A Mystery To Solve: Memory Leaks While Files Download?

Discussion in 'Software' started by BlazeHedgehog, Jun 8, 2019.

  1. BlazeHedgehog

    BlazeHedgehog Private E-2

    I did not have tons of money when I built this PC, so currently my install of Windows occupies as little as 100gb, with around 8-15gb of free space at any given time. The drive itself is 500gb, but the rest of it is taken up by older data that's lived on the same partition as my C:\ for many, many years. (mostly its game development software and art resources, but it's also perpetually nearly full).

    I say this to set up the first instance of when I noticed this problem occurring: when downloading Forza Horizon 4 from the Windows Store, it got to around 80 or 90% downloaded and then my whole system ground to a halt as the pagefile filled up. I tried my best to diagnose, but it got slower, and slower, and slower, until I eventually got it to reboot and everything went back to normal. Forza finished downloading and everything was fine.

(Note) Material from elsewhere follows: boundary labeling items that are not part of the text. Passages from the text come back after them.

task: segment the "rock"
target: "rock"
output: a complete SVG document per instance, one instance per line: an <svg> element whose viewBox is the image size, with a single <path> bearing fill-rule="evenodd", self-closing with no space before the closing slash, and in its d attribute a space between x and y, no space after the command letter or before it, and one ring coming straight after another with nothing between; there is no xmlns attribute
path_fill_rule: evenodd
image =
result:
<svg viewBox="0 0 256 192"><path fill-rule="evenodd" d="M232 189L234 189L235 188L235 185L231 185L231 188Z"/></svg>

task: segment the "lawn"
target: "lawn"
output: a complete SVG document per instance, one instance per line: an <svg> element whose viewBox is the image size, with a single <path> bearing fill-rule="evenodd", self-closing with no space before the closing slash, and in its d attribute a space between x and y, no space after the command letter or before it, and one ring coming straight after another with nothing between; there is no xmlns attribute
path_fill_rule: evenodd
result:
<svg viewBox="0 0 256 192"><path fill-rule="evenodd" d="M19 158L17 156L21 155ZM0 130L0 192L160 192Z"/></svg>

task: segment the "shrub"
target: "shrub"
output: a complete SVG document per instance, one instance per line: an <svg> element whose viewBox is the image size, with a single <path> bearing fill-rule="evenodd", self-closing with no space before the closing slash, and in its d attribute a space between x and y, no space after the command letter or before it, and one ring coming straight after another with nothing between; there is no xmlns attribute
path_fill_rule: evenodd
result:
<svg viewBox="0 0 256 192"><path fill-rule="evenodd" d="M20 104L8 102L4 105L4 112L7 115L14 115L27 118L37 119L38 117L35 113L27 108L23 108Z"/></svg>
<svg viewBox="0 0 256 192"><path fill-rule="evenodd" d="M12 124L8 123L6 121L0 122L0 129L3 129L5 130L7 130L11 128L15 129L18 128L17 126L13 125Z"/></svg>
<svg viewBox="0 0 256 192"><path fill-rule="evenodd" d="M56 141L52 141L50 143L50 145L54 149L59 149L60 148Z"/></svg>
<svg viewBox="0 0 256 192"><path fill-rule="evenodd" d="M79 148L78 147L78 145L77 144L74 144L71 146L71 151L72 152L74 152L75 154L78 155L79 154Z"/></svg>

    A few weeks ago, something similar happened, this time with Sea of Thieves. This time, I watched C:\ fill up as Sea of Thieves downloaded, going from 11gb free to just a few hundred megabytes. Again, the system began to grind to a halt, but I caught it early, rebooted, and everything was fine. At the time, I thought maybe the Windows Store app was probably storing data temporarily on C:\ and as storage was gobbled up, the system struggled to maintain function.

    Today, I installed a new HDD. Not on C:\, no. Remember, I said that 500gb HDD was two partitions -- Windows and game development tools. A few years ago, I bought a second HDD, a 2tb Western Digital Black, to store Steam games and video capture for my Youtube channel (D:\ drive). That drive was approaching five years old, so I caught a deal on Western Digital Red drives and replaced it with a 4tb version. The slower speed worries me, but prices on platter HDDs have been weird for a while (that's a different topic).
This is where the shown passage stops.